The line that sticks out to me in the story is how "they all ate and were satisfied." Everyone was satisfied and there are still leftovers...more than enough. Honestly, I have heard so many times that Jesus is more than enough and He truly satisfies. Sometimes I wrestle to believe that. We are all hungry, especially in our souls. Every day we search for something to deal with this hunger, yet it never seems like enough. When Jesus feeds the people, there are baskets full of leftovers.

I want to be satisfied in Jesus. John Piper says "God is most glorified in us when we are most satisfied in Him." At times I feel like I have truly experienced this satisfaction. I know that He alone can satisfy, but sometimes I still feel this deep hunger. In those times, I often look to other things to try to fill that hunger. Sometimes it is actually food that I look to for comfort. Chipotle sounds good to me on almost any day, but sometimes I just want some Chipotle and hope it will somehow do something for the yearning in my soul. It is pretty good and satisfies my physical hunger, but not much beyond that. Most often, I look to relationships and friendships to fill this longing in my soul, yet it never truly satisfies and I am often left disappointed. Don't get me wrong - I have lots of incredible friends who I am so grateful for, who love me, encourage me and support me in so many ways. The problem comes when I look to them to be for me what only Jesus can be. I have a lot to say about the heartache and frustration that brings, not to mention how I have hurt the people I care about and damaged relationships by turning them into idols. Jesus is the one I desperately need, the only one who can truly satisfy the desires of my heart and soul.

I love Psalm 107:9: "For He satisfies the longing soul, and the hungry soul He fills with good things." My favorite verse also talks about this in Ecclesiates 3:11: "He has made everything beautiful in its time. Also, He has put eternity into man's heart, yet so that he cannot find out what God has done from the beginning to the end." God has placed eternity in our hearts - a desire for Him and Him alone, one that only He can truly satisfy.

And what I find completely amazing, is how Jesus continues to pursue me, even with my wandering heart. Every time I choose to chase my own desires and find life, security, comfort, or my identity in things other than Him, He reveals my sin and idolatry, but also pours His mercy and grace upon me, inviting me back to Him arms. His love never fails and His mercies never cease. This relentless love and grace beckons me to come and rest. To eat, drink and be satisfied. I pray that God would continue to change my heart, to refine it so that is desires Him and Him alone.

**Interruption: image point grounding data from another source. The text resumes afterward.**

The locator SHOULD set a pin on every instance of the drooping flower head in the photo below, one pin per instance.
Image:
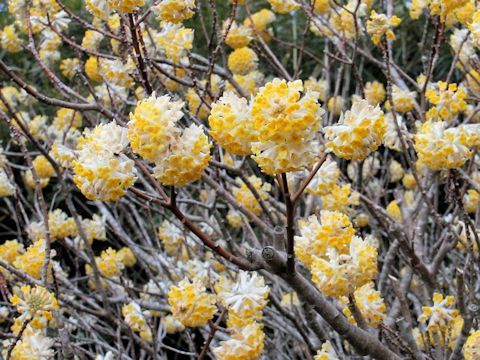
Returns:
(37, 301)
(358, 133)
(232, 124)
(102, 172)
(441, 148)
(245, 343)
(286, 124)
(332, 230)
(152, 129)
(191, 304)
(175, 11)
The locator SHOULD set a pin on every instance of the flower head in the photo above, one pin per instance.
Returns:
(242, 61)
(151, 128)
(358, 133)
(441, 148)
(232, 124)
(286, 124)
(191, 304)
(441, 314)
(245, 343)
(37, 301)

Wednesday, November 23, 2011

feels like it's been forever since you've been gone

Well, I haven't blogged in almost a year! So that is quite a bit to catch up on...so I will try to keep it short, but knowing me, thats unlikely. :)

From January to August of this year I served as the Discipleship Intern at Shelterwood. I loved it! I was able to continue relationships I built with Littles during my time as a Big and get to invest more in the Bigs I worked with. I was able to take Bigs out to coffee, ice cream, to the park, dinner, etc once a month individually and ask them how they were doing, if they felt supported, what God was teaching them and so much more. It was incredible to be able to hear each of their hearts and I learned a lot. I was humbled to get to know them and for ways they were honest and vulnerable with me. I would call several of them "friends" and am grateful for ways they loved and encouraged me. I also saw struggles within the ministry and heard both sides of situations where people were in conflict. It was definitely a growing experience and showed me how we are all humans. I think the idea of leadership was a theme that came up for me, as I wrestled with what a leader is, how I was called to be a leader, etc. I think the metaphor for leader I came to love the most is a shepherd - and the importance of the shepherd knowing their sheep. I am grateful for the way I was able to get to know the Bigs, and hopefully learn how to love each one more as time went on. The role definitely had its challenges but I also enjoyed being able to encourage and support the Bigs. And I still got to be involved in whatever activities I wanted to with the house, but had much more free time. Overall, it was incredible! There is a lot more I could say, lots of things that happened, but it would take forever to talk about.

Over the summer, I began to come to the end of the time I had committed for. I had originally said I was leaving in August. My parents were ready for me to come home and told me I was emotionally exhausted in ways I didn't even realize. I wasn't so sure I wanted to leave. Some of the Bigs I had grown very close to had decided to stay at Shelterwood, and I wasn't ready to say good-bye. I took a day to pray and journal through what God wanted for me, and it seemed like I needed to go home and rest. I would move back to Austin at the end of August and take some time to see what God had planned for me next.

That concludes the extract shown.